In determining if the derogation applies to an investment, investments made before 22 April 2021 will be regarded as being ring-fenced from investments made on or after 22 April 2021.
Where the assets held in respect of investments made prior to 22 April 2021 are, after that date, sold and proceeds reinvested the derogation no longer applies to these assets. However, the trustees of an OMA established before 22 April 2021 are not required to sell or dispose of the assets held in respect of an investment made by the trustees before that date in order to comply with section 59AB.
The Pensions Authority (the Authority) regards an investment as being made from the point that the parties are legally committed to complete the investment. This may be a date which is earlier than the date the investment transaction has been completed.
Trustees will need to keep adequate records and details in relation to investments they have made before 22 April 2021 so that those investments can be readily identified as having been made before that date and therefore fall within the scope of the derogation. These records must be made available to the Authority if required.
4. What investment rules apply to investments made by OMAs on or after 22 April 2021?
All of the investment rules that are set out in section 59AB of the Act apply to investments made on or after 22 April 2021 in the same way that they apply to arrangements that are subject to the Act but are not OMAs.

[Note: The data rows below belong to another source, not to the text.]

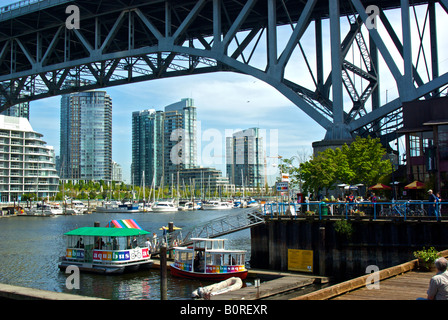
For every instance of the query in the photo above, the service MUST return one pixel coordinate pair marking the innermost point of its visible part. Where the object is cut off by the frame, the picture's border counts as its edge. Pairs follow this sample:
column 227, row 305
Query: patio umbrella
column 415, row 185
column 380, row 186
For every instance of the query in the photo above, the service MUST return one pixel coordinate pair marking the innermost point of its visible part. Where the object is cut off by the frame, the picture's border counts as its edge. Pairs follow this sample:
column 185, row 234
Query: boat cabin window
column 199, row 245
column 105, row 243
column 209, row 245
column 184, row 257
column 233, row 259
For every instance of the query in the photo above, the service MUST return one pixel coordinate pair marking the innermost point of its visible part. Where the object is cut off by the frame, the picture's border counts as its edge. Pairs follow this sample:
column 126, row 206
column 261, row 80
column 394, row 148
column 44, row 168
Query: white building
column 27, row 165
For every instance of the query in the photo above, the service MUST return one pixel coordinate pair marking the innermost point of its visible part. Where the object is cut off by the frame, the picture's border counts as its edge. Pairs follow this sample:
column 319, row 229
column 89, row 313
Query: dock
column 409, row 286
column 402, row 282
column 273, row 283
column 266, row 289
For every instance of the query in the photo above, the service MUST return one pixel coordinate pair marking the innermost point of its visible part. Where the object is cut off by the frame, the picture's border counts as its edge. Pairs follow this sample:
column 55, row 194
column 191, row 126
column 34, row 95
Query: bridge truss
column 127, row 41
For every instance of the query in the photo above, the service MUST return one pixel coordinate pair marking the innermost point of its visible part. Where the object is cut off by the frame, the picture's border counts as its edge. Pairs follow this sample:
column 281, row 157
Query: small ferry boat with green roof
column 107, row 250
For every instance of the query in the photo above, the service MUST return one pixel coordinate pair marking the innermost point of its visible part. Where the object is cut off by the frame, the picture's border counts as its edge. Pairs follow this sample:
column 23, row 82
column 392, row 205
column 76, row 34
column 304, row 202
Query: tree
column 361, row 162
column 366, row 159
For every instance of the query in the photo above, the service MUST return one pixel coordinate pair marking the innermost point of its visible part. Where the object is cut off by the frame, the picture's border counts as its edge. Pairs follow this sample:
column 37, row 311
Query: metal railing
column 374, row 210
column 234, row 222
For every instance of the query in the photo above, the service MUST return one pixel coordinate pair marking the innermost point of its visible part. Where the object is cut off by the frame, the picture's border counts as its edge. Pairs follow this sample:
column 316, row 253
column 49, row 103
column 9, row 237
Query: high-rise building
column 86, row 136
column 117, row 172
column 245, row 158
column 21, row 110
column 27, row 164
column 163, row 143
column 180, row 147
column 147, row 147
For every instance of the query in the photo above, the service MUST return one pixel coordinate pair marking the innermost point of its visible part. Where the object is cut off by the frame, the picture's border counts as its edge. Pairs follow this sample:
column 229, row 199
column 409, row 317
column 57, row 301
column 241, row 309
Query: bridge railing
column 18, row 5
column 404, row 209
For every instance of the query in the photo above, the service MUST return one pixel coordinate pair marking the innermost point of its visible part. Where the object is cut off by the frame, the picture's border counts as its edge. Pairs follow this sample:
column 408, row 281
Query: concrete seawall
column 383, row 243
column 10, row 292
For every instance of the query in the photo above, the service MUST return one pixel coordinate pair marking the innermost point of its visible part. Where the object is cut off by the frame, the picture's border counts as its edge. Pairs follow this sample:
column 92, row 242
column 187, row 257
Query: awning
column 124, row 224
column 380, row 186
column 105, row 232
column 415, row 185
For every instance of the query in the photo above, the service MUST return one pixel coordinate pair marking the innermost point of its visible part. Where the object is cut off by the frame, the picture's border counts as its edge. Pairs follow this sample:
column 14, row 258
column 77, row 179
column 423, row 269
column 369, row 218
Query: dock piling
column 163, row 273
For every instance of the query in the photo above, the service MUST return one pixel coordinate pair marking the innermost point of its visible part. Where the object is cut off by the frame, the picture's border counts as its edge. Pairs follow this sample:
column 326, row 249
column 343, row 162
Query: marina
column 30, row 259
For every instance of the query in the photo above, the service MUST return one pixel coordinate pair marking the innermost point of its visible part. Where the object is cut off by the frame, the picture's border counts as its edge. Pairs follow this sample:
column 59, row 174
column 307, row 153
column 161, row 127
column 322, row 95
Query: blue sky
column 229, row 101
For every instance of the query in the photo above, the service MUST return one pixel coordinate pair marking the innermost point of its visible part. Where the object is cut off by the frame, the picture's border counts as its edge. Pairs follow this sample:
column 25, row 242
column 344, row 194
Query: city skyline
column 232, row 101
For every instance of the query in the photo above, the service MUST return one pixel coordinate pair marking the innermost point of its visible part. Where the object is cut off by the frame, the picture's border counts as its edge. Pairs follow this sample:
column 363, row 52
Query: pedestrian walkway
column 400, row 282
column 409, row 286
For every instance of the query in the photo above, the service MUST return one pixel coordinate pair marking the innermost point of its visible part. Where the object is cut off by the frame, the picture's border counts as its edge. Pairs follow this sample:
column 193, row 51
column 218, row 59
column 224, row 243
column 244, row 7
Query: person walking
column 438, row 286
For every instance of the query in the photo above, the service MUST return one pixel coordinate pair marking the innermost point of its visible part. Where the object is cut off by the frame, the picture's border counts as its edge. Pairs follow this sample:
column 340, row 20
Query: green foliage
column 427, row 256
column 361, row 162
column 343, row 227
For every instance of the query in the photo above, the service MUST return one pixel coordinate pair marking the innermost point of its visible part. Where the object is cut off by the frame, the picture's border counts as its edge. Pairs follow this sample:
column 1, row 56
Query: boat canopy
column 106, row 232
column 127, row 223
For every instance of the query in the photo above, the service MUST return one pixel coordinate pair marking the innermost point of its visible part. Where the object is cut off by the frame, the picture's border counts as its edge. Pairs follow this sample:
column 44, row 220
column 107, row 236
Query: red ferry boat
column 207, row 259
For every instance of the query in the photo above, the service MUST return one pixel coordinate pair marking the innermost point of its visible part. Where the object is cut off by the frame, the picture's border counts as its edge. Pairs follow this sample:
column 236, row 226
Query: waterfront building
column 245, row 158
column 208, row 181
column 86, row 136
column 27, row 164
column 180, row 147
column 163, row 143
column 21, row 110
column 117, row 172
column 147, row 147
column 425, row 127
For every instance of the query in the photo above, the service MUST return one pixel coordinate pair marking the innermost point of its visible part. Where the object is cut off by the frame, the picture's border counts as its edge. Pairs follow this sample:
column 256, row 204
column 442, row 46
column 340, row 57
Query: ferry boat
column 107, row 250
column 164, row 206
column 217, row 205
column 45, row 209
column 118, row 207
column 207, row 259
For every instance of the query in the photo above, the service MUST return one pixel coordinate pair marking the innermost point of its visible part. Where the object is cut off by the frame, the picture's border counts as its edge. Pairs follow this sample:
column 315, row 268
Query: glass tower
column 86, row 136
column 147, row 147
column 163, row 143
column 245, row 158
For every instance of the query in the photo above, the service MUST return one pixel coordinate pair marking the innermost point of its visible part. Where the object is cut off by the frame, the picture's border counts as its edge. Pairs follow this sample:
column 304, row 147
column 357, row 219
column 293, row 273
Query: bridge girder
column 128, row 41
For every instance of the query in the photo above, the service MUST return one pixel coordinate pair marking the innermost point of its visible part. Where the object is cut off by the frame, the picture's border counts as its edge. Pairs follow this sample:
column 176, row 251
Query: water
column 30, row 248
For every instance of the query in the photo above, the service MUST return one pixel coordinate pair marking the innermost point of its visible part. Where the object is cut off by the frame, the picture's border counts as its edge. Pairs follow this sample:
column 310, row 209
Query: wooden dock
column 266, row 289
column 401, row 282
column 409, row 286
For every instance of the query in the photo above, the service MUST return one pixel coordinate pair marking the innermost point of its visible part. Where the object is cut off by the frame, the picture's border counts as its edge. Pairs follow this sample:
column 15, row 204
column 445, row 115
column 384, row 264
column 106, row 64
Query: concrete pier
column 10, row 292
column 383, row 243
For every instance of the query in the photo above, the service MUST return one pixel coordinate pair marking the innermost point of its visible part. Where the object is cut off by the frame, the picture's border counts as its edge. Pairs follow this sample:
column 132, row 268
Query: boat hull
column 104, row 269
column 175, row 272
column 164, row 210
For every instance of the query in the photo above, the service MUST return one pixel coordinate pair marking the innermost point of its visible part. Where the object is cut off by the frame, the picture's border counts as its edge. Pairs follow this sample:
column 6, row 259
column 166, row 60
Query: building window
column 443, row 142
column 415, row 149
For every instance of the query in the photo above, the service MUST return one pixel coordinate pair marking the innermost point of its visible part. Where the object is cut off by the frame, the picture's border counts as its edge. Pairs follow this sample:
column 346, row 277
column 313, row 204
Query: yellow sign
column 300, row 260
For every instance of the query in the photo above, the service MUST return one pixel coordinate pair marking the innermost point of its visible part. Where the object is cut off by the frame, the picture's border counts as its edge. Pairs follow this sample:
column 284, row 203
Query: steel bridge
column 126, row 41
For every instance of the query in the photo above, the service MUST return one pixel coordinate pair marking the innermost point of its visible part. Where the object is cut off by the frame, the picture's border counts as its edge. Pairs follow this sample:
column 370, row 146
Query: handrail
column 393, row 209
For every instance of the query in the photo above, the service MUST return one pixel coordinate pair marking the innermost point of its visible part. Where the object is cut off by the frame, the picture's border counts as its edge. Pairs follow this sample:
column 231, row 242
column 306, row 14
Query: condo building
column 27, row 164
column 245, row 158
column 86, row 136
column 163, row 143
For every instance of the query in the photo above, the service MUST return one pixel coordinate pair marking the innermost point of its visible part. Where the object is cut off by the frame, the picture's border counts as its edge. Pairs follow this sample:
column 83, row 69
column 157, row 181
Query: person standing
column 438, row 286
column 432, row 203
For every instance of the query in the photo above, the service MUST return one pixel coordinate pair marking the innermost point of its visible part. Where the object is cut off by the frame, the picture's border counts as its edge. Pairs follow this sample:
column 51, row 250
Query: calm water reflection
column 31, row 246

5. What does ‘invested on regulated markets’ mean for an OMA?
One of the requirements of section 59AB of the Act is that investments made by an OMA on or after 22 April 2021 must be investments which are predominantly on regulated markets. Invested on a regulated market refers to investment in assets which are admitted to trading on a regulated market as defined in point (21) of Article 4(1) of Directive 2014/65/EU i.e., MiFID II. Trustees or their advisers can currently check whether a particular market is a regulated market by searching the website of the European Securities and Markets Association.
The term ‘predominantly’ in relation to investment on regulated markets means that investments made on or after 22 April 2021 must be more than 50% invested on regulated markets at all times.
The trustees of an OMA must in making investments otherwise than on a regulated financial market, keep such investments to a prudent level taking account of the nature of the scheme, its need for liquidity, and the duration and quantum of its liabilities. In particular, the trustees must take account of the need for sufficient ongoing liquidity in the scheme to pay fees and anticipated benefits on death, disability and retirement of the member. Even when an investment is permitted under the legislation, trustees should always remain mindful of their fundamental duty to act in the member’s best interests.
6. What is expected of trustees if investment performance causes the assets to move such that the arrangement fails to satisfy section 59AB of the Act?
If as a result of market movements, an OMA fails to comply with any of the provisions of section 59AB (ignoring the part of the portfolio which is ring-fenced because it comprises investments made before 22 April 2021), the trustees must take steps to make the arrangement compliant with section 59AB within a reasonable period of time. The Authority expects this to be resolved within one year or such time as any of the necessary investments in the OMA can be encashed without significant penalties being incurred.
If the rules of the OMA require the consent of the member in respect of the trustees’ investment of the resources of the OMA, the Authority expects the trustees and the member to work co-operatively together to enable the trustees to make the arrangement compliant within this period.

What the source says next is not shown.